[Lazarus] TStringFIeld and Multibyte character sets

Tony Whyman tony.whyman at mccallumwhyman.com
Wed Apr 1 14:32:26 CEST 2015


I've just submitted a bug report:

http://bugs.freepascal.org/view.php?id=27766

plus the related http://bugs.freepascal.org/view.php?id=27768

27766 is intended to improve handling of multibyte character sets by 
TStringField, only I am not quite sure about whether I have fully 
understood the meaning of TField.Size and hoped to get some feedback on 
this.

The basic problem is that TStringField is only really set up for single 
byte character sets and TFieldDef just ignores the whole issue.

TField descendents have three properties to play with: DisplayWidth, 
Size and DataSize. The documentation for DisplayWidth is pretty clear - 
it's the character width. Ditto DataSize, which is the storage size, 
while Size is defined as the "logical size", whatever that means.

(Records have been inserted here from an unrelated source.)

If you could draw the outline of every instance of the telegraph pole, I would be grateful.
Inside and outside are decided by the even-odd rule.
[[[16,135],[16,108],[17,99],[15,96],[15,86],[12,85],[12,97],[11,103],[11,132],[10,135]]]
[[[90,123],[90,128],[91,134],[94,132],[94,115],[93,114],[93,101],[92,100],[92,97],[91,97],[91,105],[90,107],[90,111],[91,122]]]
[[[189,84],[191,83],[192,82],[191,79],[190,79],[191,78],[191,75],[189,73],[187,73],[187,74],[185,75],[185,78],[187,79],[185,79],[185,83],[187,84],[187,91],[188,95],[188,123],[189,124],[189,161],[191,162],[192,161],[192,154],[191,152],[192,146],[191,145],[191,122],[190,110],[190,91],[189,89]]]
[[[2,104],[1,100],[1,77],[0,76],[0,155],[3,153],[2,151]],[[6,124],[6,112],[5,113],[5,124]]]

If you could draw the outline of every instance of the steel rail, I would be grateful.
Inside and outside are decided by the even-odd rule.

In the current TStringFIeld, DisplayWidth = Size and DataSize = Size + 
1. For single byte character sets that's fine, with DataSize adding an 
extra byte for the null terminator. However, with multi-byte character 
sets, is the (logical) Field Size the number of characters or the number 
of bytes (less the null terminator) - or something else? My reading is 
that it is the number of bytes.

This is important because TFieldDef currently only allows the database 
driver (in a TDataSet Descendent) to set the Field Size. There is no  
property that allows a multibyte character set to be declared or the max 
number of bytes per character. it is possible to work around this, but 
only by some rather dirty coding.

My proposal is to enable a better approach by adding an extra property 
to TFieldDef - CharSetWidth - which is the max. number of bytes per 
character (e.g. 4 for UTF-8) and to pass this on to TStringField when it 
is created by TFieldDef.CreateField. But then what should TStringField 
do with this information. Should it:

a) Set the default display width to the Field Size div CharSetWidth, and 
set DataSize to Field Size + 1, or

b) Set both the Display Width and the Field Size to the TFieldDef Size 
div CharSetWidth and Set DataSize to the TFieldDef Size +1, or

c) Something else.

Really, the answer depends on what does the "logical" size mean?